The results of the K+ efflux studies indicate that the cs H proteins breached the inner membrane and the relative magnitude of phage-induced efflux at 22 °C was dependent on the H protein. This observation was found to be significant after constructing a linear mixed effects model built from five replicate data sets. To the best of our knowledge, a similar statistical analysis has not been conducted. Although a trend may be clearly visible in every experiment, a simple statistical analysis utilizing calculated means and error bars is difficult to apply, due to experimentally introduced variability between days. For example, the electrode’s scale is different every day it is turned on. K+ electrodes are extremely sensitive to NH4+ ions, a standard nitrogen source in biological media, to values as low as 2 ppm. Cells must be freshly prepared each time and the phage must be extensively dialyzed. Thus, different media and different stock solutions could be used on different days. This introduces a great deal of variation between days, but measurements taken on a single day with a single cell preparation are free of this problem. Consequently, to explore a consistent trend a more complicated and novel analysis needed to be conducted (Supplemental Results, Supplemental Material File S1). Thus, the biological significance of this observation cannot be rigorously adjudicated. Nonetheless, some speculation may be warranted.
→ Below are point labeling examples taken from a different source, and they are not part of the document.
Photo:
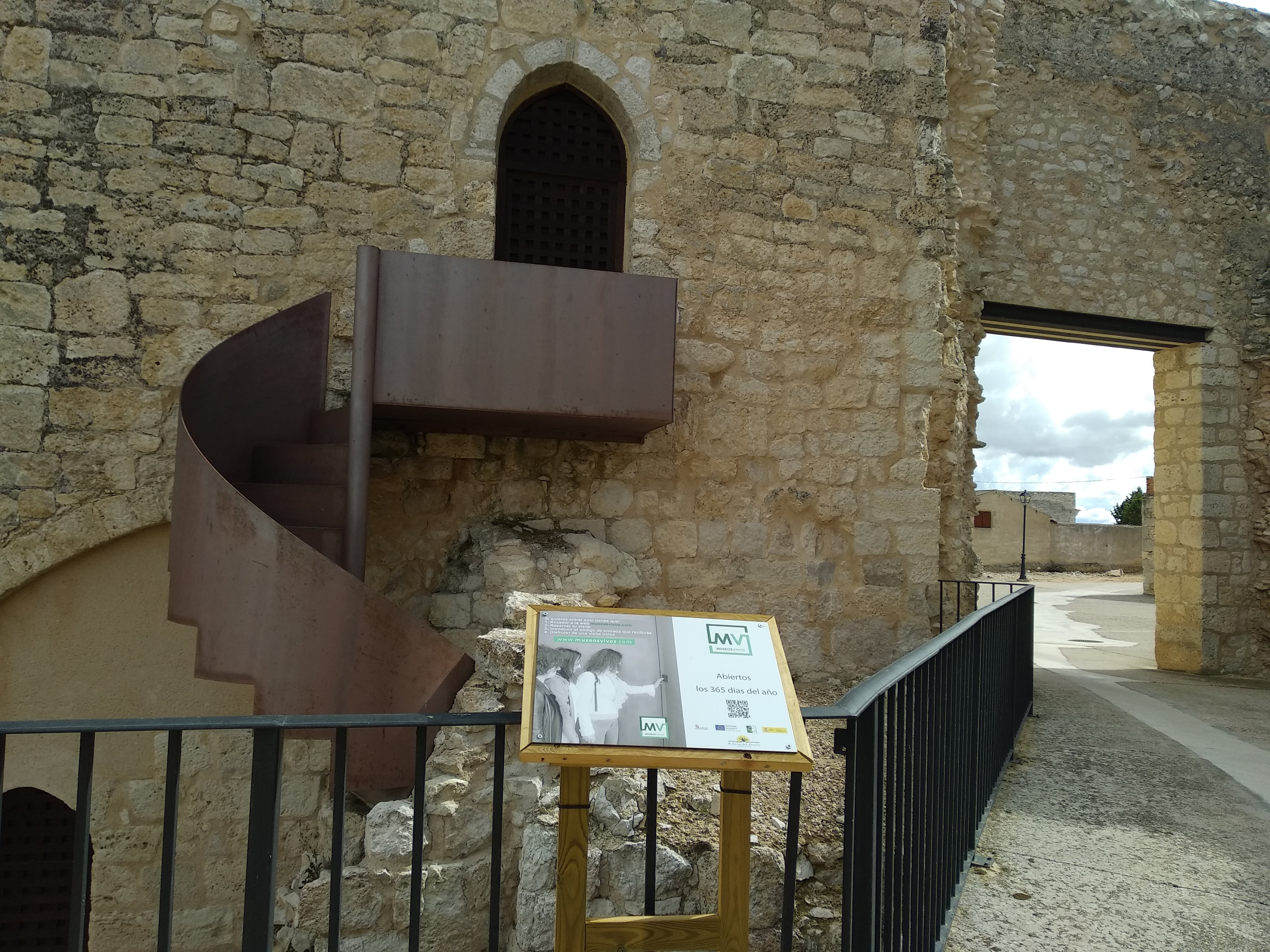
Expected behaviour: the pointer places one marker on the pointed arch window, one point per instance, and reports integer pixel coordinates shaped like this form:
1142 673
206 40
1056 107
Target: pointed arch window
36 860
562 185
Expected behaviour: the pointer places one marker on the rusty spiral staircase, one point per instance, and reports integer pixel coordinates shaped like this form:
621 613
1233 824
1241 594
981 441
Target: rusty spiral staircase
270 506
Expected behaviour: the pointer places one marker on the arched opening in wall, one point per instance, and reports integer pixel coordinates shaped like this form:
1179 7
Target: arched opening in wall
1065 470
562 185
36 856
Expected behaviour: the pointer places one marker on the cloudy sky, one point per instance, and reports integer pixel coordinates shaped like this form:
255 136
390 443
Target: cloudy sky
1065 418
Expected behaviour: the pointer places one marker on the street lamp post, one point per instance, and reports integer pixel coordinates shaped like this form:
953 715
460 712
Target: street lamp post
1023 549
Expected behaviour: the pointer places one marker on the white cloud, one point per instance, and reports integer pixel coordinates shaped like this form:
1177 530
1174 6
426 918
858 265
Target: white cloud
1065 418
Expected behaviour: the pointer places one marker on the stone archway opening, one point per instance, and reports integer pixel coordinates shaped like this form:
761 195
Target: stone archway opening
1200 557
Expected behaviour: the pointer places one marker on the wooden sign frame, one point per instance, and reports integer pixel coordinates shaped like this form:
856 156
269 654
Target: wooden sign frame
671 758
727 930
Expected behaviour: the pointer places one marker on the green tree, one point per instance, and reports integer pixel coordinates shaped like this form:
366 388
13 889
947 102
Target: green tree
1128 511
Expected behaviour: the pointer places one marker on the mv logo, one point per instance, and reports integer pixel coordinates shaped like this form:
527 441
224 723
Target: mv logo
728 639
653 728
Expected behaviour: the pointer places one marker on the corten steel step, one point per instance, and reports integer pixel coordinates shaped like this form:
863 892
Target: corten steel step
440 346
319 464
330 426
324 539
297 503
266 585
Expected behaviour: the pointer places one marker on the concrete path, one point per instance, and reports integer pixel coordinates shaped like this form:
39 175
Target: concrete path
1139 817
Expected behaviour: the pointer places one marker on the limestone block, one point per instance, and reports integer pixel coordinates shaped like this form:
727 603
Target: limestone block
331 50
22 417
25 305
26 56
612 498
501 654
552 17
676 539
622 875
314 149
595 62
167 359
450 611
726 22
472 10
411 45
29 470
455 445
78 348
157 58
545 54
633 536
18 98
370 157
798 208
389 836
772 41
363 901
765 78
766 887
18 194
888 54
92 304
703 356
270 126
862 126
323 95
26 356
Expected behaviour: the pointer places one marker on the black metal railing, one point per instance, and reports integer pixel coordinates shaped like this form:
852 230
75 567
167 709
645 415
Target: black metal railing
926 741
265 810
959 597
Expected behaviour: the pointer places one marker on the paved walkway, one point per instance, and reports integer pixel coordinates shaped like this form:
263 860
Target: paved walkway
1139 817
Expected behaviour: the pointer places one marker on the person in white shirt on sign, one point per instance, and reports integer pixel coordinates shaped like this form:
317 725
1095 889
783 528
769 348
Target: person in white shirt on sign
600 694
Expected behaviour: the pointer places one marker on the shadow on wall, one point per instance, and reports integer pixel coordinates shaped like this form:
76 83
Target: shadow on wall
92 639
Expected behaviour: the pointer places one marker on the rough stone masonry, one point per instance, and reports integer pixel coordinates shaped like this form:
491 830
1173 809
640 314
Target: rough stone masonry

Single mutants effluxed more K+ than wild-type at 22 °C, whereas double mutant efflux resembled the wild-type. For the single mutants, this may be due to reduced specific infectivity. MOI was based on PFUs. Thus, if a population of virions had a reduced specific infectivity, as was observed for the mutants, more non-plaque forming, virus-like particles were added. These particles may still be capable of forming effluxing channels. However, particles containing the T244Q/M251Q H protein, which effluxed K+ like wild-type, exhibited one of the lowest specific infectivity values. It also exhibited the strongest cs phenotype and transported less DNA to the cytoplasmic membrane. Thus, an additional variable may be influencing this phenomenon, one directly related to the efflux through any one H-tube. The two extra glutamine residues within T244Q/M251Q tubes may grip the DNA so tightly that the tube becomes clogged or obstructed. Alternatively, as mentioned above, the added amide groups could have unanticipated effects on the H-tube’s structure, which may cause a percentage of double-mutant H-tubes to collapse.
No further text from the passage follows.